Duisburg. Anwohner in Marxloh westlich der Weseler Straße haben sich in einem offenen Brief zu den ihrer Meinung nach unhaltbaren Zuständen im Stadtteil geäußert. Sie wollen, dass die Kanzlerin dies bei ihrem Besuch mitbekommt. Von Hildegard Chudobba
Die Verfasser des offenen Briefes sind gestandene Leute, größtenteils älter, selbstbewusst und überzeugte Marxloher. Sie wollen ihren Namen nicht nennen. Aus Angst! Zu oft haben sie schon zu hören bekommen: "Ich weiß, wo du wohnst" oder "Ich weiß, wo dein Auto steht", wenn sie sich bei denen, die ihrer Meinung nach den Stadtteil in Verruf bringen, beschwert haben.
Die meisten von ihnen sind schon auf offener Straße beklaut, von Kindern angespuckt, von Frauen beschimpft und von Männern belästigt worden. "Und alles haben wir hingenommen, weil wir wehrlos sind", sagen diejenigen, die sich nun anonym äußern. Die Verfasser des Briefes leben zum größten Teil westlich der Weseler Straße in dem Viertel zwischen Hagedorn-, Rolf- und Wilfriedstraße. Seit gut einem Jahr haben überwiegend Rumänen und Bulgaren dieses Quartier für sich entdeckt und prägen seitdem die Sitten und Gebräuche.
Egal ob Sonn- oder Feiertag, ob montags oder mittwochs, ob Weihnachten oder Ostern - ihr Leben spielt sich, wenn eben möglich, auf der Straße ab, und zwar vorwiegend abends und nachts. "Es wird dann so laut da draußen, dass ich mein Schlafzimmer schon nach hinten verlegt habe, nur, um Ruhe zu finden", sagt eine der Verfasserinnen des Briefes. Es werde laut gelacht und gestritten, geschrien und gekreischt, die Kinder tobten herum, und die Jugendlichen hingen in den Hauseingängen, um ihre Musik zu hören und sich unbeobachtet von den Erwachsenen zu amüsieren, und alle mit einer Lautstärke, "dass damit ein Party-Pegel weit überschritten wird", heißt es in dem Brief. Selbstverständlich werde dabei geraucht, gegessen und getrunken. "Und der Müll liegt anschließend auf den Bürgersteigen und Straßen."
Die Anwohner, die sich nun beschweren, sind meilenweit entfernt von jeder Form des Rassismus.

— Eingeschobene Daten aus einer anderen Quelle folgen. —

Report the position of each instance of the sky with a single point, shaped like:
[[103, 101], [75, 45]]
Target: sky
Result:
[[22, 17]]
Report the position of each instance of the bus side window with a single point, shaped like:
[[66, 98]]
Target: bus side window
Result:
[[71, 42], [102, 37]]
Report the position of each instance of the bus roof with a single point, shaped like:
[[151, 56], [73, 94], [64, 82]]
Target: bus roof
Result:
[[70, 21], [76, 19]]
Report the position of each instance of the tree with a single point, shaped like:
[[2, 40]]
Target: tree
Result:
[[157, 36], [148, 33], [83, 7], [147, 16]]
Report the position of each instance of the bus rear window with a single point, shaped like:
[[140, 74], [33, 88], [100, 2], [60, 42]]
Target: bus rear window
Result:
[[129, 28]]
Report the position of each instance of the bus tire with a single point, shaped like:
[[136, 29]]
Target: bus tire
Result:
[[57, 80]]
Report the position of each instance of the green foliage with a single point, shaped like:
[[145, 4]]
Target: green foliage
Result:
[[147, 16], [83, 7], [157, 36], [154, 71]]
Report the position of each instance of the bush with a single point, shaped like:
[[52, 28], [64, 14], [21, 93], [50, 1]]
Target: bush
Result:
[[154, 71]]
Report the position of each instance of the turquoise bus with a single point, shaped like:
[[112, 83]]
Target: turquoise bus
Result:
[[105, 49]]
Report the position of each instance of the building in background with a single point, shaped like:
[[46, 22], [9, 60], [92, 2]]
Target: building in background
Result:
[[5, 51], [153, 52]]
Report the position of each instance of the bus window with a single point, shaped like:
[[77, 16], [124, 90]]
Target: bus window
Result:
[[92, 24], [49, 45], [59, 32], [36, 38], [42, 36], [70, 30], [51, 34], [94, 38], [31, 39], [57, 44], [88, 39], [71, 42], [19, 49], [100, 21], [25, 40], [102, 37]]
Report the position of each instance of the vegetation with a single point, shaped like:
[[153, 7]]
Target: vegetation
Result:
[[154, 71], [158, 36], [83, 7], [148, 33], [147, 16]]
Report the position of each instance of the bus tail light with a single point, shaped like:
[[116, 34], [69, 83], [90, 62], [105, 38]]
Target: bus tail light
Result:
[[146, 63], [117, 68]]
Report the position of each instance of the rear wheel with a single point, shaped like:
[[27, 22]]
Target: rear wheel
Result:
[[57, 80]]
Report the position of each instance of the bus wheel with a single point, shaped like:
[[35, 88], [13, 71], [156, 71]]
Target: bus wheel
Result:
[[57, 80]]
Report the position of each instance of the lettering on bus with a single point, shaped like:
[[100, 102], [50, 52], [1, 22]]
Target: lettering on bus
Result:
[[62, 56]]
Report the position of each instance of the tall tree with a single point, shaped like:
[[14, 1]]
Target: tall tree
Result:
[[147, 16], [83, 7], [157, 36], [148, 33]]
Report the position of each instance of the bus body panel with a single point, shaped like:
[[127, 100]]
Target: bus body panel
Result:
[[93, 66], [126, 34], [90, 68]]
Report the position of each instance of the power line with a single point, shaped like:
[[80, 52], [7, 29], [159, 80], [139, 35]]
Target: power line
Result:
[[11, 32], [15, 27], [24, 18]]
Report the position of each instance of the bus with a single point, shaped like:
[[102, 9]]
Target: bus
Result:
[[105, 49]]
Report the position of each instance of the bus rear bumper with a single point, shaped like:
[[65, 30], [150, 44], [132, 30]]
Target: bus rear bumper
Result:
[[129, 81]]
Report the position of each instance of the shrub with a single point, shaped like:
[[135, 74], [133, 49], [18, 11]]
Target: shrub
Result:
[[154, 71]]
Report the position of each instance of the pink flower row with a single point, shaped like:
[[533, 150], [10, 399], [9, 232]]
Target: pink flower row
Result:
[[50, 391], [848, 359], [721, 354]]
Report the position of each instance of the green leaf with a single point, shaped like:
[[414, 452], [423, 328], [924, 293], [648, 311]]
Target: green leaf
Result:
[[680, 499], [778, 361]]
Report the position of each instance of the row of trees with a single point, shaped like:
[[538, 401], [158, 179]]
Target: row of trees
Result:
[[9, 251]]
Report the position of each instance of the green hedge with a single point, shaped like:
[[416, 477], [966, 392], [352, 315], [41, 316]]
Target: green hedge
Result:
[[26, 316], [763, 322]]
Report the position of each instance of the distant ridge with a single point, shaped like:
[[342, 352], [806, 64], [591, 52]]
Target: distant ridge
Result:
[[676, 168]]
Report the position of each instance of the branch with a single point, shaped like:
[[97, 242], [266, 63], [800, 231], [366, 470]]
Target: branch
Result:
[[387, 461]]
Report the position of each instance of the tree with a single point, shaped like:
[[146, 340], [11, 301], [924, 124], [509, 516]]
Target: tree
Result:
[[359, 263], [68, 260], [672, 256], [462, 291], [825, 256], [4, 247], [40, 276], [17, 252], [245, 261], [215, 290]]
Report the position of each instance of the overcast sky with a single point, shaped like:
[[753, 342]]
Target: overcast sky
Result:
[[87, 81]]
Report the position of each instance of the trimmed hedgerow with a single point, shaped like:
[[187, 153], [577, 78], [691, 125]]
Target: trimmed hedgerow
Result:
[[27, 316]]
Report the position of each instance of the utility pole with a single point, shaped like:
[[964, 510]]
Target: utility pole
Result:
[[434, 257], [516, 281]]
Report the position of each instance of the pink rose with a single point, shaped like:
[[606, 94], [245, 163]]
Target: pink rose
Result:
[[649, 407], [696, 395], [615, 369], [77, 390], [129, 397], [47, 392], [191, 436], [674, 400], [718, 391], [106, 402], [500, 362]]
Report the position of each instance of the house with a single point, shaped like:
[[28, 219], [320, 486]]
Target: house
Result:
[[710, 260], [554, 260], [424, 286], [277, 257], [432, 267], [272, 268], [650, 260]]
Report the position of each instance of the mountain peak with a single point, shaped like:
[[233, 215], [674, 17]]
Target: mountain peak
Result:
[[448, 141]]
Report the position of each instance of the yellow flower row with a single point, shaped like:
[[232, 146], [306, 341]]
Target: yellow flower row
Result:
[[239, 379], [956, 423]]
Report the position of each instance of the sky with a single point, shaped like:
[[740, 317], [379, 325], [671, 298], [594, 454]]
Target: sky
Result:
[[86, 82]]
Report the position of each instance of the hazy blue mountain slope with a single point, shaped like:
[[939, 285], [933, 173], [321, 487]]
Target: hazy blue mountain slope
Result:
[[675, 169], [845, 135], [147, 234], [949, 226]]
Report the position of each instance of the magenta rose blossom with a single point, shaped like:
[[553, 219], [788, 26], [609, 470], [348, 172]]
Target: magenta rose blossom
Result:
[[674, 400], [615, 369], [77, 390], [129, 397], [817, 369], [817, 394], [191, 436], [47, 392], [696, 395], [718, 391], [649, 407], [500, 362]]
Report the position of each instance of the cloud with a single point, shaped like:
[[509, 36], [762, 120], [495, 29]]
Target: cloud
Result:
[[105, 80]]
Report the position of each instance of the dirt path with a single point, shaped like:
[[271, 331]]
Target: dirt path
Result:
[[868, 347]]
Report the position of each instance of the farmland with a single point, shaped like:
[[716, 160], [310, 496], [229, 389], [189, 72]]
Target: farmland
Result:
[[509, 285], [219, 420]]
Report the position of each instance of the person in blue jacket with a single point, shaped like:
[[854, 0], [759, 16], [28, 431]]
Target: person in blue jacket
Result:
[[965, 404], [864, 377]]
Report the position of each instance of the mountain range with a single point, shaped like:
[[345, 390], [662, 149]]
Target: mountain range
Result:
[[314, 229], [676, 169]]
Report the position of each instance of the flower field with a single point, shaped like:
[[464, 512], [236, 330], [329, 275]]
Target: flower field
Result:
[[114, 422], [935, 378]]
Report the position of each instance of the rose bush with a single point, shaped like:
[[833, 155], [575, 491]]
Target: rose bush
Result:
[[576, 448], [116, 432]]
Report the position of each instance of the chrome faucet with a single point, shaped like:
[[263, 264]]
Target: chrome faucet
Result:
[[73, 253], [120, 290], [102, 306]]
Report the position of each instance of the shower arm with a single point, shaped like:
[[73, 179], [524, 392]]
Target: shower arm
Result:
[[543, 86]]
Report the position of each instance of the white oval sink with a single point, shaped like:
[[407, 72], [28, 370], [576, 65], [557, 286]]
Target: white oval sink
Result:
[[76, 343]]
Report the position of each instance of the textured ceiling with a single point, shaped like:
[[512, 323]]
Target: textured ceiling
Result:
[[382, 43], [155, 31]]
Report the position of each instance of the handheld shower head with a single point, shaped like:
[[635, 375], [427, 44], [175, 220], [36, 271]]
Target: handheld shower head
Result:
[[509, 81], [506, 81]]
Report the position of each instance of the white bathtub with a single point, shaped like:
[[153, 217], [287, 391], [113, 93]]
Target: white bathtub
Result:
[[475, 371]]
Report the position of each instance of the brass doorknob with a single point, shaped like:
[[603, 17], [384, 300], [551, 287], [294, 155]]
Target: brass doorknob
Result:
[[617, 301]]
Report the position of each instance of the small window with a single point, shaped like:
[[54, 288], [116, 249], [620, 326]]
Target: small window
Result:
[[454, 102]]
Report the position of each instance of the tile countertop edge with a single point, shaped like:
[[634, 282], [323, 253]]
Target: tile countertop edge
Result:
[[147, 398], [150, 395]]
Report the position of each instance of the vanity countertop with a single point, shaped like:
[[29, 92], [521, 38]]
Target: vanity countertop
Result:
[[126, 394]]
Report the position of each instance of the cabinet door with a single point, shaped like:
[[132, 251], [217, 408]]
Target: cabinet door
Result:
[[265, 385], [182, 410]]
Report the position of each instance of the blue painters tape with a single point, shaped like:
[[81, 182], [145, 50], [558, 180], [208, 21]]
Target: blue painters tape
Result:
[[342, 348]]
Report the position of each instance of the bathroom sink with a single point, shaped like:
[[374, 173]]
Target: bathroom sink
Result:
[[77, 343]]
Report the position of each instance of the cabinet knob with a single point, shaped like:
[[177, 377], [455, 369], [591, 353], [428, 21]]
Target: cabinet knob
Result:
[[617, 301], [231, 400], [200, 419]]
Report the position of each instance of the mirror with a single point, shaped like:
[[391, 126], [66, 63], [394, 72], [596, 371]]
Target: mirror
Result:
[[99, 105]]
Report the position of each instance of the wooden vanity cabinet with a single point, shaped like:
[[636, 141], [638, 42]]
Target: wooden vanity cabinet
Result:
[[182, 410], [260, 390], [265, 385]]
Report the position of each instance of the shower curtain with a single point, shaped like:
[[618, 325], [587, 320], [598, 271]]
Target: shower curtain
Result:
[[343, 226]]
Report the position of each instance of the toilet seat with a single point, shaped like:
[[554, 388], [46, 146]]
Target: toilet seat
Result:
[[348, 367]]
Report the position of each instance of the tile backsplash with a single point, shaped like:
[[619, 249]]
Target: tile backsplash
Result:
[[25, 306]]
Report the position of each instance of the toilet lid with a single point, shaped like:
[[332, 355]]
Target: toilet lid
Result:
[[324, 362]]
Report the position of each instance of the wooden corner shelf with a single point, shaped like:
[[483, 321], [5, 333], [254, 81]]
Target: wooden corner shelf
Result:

Sie kamen in der Vergangenheit mit ihren überwiegend nicht-deutschstämmigen Nachbarschaft bestens aus, pflegen mit ihr Bekanntschaften oder sogar Freundschaften. "Aber egal ob deutsch- oder türkischstämmig - immer mehr wollen jetzt von hier weg", sagt eine Seniorin, die ihr Elternhaus inzwischen verkauft hat - "weil ich hier einfach nicht mehr leben kann."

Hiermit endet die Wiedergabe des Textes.